- Posted November 6, 2013 by
New York, New York
Tina Kim Gallery and the Seoul of Chelsea
Real estate agents who sell apartments in New York’s burgeoning Chelsea neighborhood aren’t exactly thinking of South Korea or Egypt when they wander the blocks. And yet within the art-stuffed quarters of Chelsea, where New York’s premier galleries are housed, exhibition spaces such as the Tina Kim Gallery are featuring some of the world’s most exciting contemporary artists.

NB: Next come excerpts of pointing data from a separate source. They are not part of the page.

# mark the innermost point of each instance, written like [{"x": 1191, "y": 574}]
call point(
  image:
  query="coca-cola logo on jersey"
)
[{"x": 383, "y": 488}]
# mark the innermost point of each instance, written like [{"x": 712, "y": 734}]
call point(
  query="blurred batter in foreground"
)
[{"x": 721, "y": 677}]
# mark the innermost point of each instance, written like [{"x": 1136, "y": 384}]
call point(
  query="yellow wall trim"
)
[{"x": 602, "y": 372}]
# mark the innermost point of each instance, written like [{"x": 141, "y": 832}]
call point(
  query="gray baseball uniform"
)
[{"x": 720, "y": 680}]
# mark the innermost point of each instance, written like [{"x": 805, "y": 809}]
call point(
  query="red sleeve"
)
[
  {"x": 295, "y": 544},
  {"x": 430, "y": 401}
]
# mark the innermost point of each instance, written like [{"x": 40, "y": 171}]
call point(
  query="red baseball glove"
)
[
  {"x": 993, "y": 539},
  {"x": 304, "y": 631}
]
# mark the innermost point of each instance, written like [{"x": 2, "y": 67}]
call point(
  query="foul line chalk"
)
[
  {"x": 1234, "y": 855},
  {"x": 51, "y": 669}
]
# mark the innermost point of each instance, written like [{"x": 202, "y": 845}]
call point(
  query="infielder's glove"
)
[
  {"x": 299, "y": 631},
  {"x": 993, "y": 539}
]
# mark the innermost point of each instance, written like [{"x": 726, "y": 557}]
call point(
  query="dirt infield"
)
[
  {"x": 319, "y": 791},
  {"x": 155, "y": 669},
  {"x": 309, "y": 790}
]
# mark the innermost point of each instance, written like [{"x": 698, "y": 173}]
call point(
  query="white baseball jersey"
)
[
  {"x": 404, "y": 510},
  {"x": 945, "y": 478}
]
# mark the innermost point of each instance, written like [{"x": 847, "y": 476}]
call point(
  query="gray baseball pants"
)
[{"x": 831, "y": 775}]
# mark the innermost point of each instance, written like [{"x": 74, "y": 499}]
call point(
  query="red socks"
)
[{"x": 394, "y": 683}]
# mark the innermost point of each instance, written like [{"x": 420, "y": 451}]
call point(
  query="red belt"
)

Affiliated with Kukje Gallery in Seoul, Korea, the Tina Kim Gallery (545 West 25th Street) brings contemporary art with an international flavor to the heart of New York. Of the numerous world-renowned artists represented by Tina Kim Gallery, a dozen or so recently showed at the FIAC art fair in Paris France, where Tina Kim and Kukje Gallery shared a booth. Work by Ghada Amer, represented by Tina Kim / Kukje Gallery, speaks volumes for the language of love that happens between cultures with vastly different experiences of the emotion.
The breathtaking work of photographer Yeondoo Jung, also represented by Tina Kim, speaks volumes for what Korean art can offer international audiences. One of of Korea’s most celebrated contemporary artists, Jung received the prestigious “Artist of the Year award” in 2007 by the National Museum of Contemporary Art in Seoul, Korea, which was accompanied by a major exhibition there, as well as the “Today’s Young Artist Award” by the Korean Ministry of Culture the following year. His work has been included in the Taipei Biennial (2006), Venice Biennale (2005), Gwangju Biennial (2004, 2006), the Istanbul Biennial (2003), and the Liverpool Biennial (2004). In addition to several successful solo exhibitions in Europe, Asia and the United States, his work has been featured in many prestigious group exhibitions. His work was on view this fall at Savannah College of Art and Design’s ACA and Red galleries.
In addition to Jung, Tina Kim Gallery has also produced a book with the work of famed American artist Roni Horn. Horn’s photographs, writing, sculptures, and installation pieces exhibit literary undertones and often draw on themes related to the romantic notions of purity of form and ideal states of being.